Slovenia,  2013– di Marko Šantić – Drammatico– 83′

Scritto da Robin Whalley (fonte immagine:MyMovies)

Luka è un diciannovenne sloveno, che dopo aver vissuto per anni in una casafamiglia, trova lavoro in una macelleria e riesce a trasferirsi in un piccolo appartamento in affitto. Pur avendo un rapporto con una coetanea, Ajda, Luka è determinato a scoprire dove è sepolto il padre, morto in un inciden-te, e a confrontarsi con la madre, che lo ha abbandonato all’età di dieci anni. “Bisogna pur fare qualcosa.” Viene detta più di una volta questa frase, quasi fosse un mantra, in Zapelji Me (in italiano Seducimi), e riassume perfettamente la condizione fondamentale dei personaggi di questa storia, gente normale che accetta di tutto pur di guadagnarsi da vivere. In primo luogo questo è valido per il protagonista Luka, giovanissimo ragazzo che è sempre stato adulto per forza di cose, essendosi dovuto sempre arrangiare, e che ora si ritrova a essere completamente indipendente. Abbandonato dalla madre all’età di dieci anni senza aver mai conosciuto il padre, che si dice sia morto in un incidente stradale, Luka è alla ricerca di qualcuno che gli dia del vero affetto e delle vere attenzioni, e sembra aver trovato quel qualcuno in Ajda, una sua coetanea conosciuta al lavoro. Ma le cose sono ben più complicate, e il passato non si lascia alle spalle così facilmente.

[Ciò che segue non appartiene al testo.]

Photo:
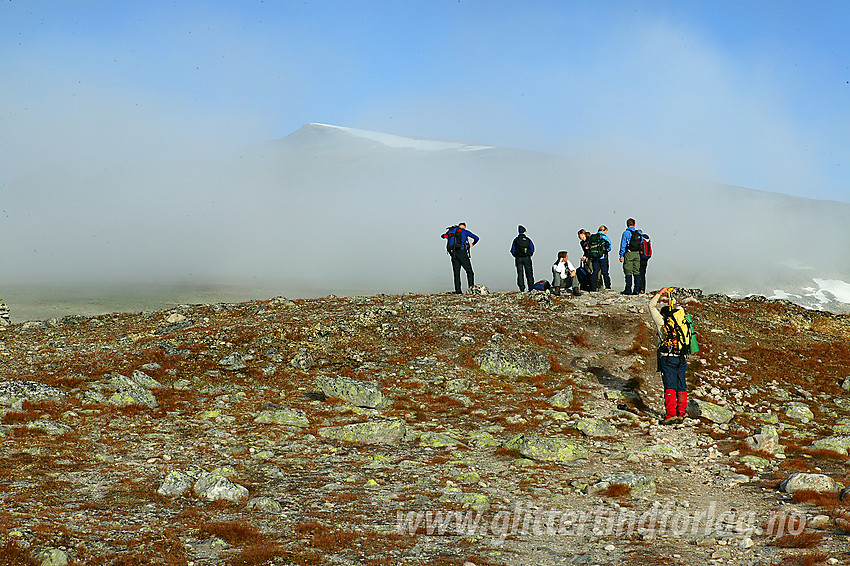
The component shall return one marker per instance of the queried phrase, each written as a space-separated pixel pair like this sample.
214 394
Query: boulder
513 363
370 432
12 392
547 449
360 393
698 408
812 482
596 427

Ambientata nella Slovenia contemporanea, questa storia è narrata con grande equilibrio e perspicacia dal regista e sceneggiatore Marko Santic, che lascia spazio agli sviluppi narrativi senza alcun virtuosismo o spreco di tempo, riuscendo anche a dare un tocco di sincero umorismo. Anche gli attori sono tutti validi e convincenti, con una nota particolare per Janko Mandic nel ruolo di Luka, Nina Rakovec in quello di Ajda, e Natasa Barbara Gracner in quello della madre di Luka. Zapelji Me è dunque un film piccolo, ben calibrato e assolutamente non pretenzioso, che rischia poco o nulla ma che mette sapientemente ogni elemento al servizio della sua storia, riuscendo a catturare quasi da subito l’attenzione dello spettatore e mantenendola fino alla fine, il che costituisce, già di per sè, un traguardo non da poco.
Presentato nella Mostra Concorso della 32° edizione del Bergamo Film Meeting.